As for recent developments concerning disclosure of “inert” substances, Montague points to the implications of the federal court’s decision. “After the federal court ruling on October 11, 1996, the American Crop Protection Association (a trade group for the pesticide industry) asked the judge to review the decision, which the judge did. The decision was sustained. However, this was not a sweeping decision, as some environmentalists have claimed. The decision said that the EPA cannot make a blanket policy against the disclosure of inerts, but must treat each pesticide on a case-by-case basis. Former EPA official James Chem told Pesticide and Toxic Chemical News (November 6, 1996), ‘The … case has placed a crack in the wall of confidentiality surrounding confidential statements of formula.’ Nevertheless, the wall of confidentiality remains,” says Montague.
According to Charmaine Oakley, author of “The Truth About Inerts,” “The mainstream media is skittish about pesticide issues in general and out-and-out criticisms of the pesticide industry in particular. The idea that pesticide labels do not adequately inform consumers of a product’s ingredients or associated risks cuts against the whole mainstream mentality that nothing really harmful is on the market. To report that, yes, big business values money over health and, no, the EPA doesn’t test a majority of pesticide ingredients would open a big can of worms.
“The public needs to know that chemicals designed for household use are poisons and are not indisputably safe … pesticide labels do not tell the whole story. .. that, in fact, they are lying by omission.

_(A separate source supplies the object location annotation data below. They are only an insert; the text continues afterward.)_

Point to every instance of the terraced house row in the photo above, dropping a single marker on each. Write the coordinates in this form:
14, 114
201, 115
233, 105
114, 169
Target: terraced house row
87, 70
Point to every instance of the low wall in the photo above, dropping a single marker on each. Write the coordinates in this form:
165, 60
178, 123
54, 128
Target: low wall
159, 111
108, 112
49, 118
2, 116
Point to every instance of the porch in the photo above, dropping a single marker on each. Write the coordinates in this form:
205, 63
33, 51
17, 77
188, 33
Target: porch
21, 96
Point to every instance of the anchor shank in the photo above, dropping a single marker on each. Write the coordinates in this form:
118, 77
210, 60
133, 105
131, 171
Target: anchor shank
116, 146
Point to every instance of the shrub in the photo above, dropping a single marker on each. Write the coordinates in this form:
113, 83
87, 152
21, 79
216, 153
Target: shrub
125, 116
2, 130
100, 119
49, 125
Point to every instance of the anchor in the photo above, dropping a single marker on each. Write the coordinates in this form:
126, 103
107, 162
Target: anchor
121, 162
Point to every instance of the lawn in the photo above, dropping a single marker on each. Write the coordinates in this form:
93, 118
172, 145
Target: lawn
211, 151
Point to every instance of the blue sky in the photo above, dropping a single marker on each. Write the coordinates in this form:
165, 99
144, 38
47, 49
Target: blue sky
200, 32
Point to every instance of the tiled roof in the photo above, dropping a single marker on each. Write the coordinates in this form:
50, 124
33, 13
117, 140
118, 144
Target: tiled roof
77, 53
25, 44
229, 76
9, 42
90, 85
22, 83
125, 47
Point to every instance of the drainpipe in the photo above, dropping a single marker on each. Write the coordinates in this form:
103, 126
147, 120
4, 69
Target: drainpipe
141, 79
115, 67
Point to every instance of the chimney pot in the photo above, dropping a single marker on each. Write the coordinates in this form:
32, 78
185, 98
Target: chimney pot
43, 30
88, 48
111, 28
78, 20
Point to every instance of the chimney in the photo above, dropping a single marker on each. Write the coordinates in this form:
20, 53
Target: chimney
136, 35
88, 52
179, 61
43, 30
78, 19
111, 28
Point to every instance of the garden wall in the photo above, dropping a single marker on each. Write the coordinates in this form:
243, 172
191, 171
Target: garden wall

More consumer skepticism about pesticides could save lives. Alternatives are available, and health concerns can motivate the public to action-exactly what the chemical industry doesn’t want.
“After Earth Island Journal published my story, the NCAPIEPA trial came to a close. The court ruled that inerts are not exempt from Freedom of Information Act requests. When someone asks what a pesticide’s ingredients are, the EPA is required to list them. This historic ruling significantly expands the public’s right-to-know (if the public finds out about the ruling). I haven’t seen any mass media exposure of the trial’s favorable conclusion,” says Oakley.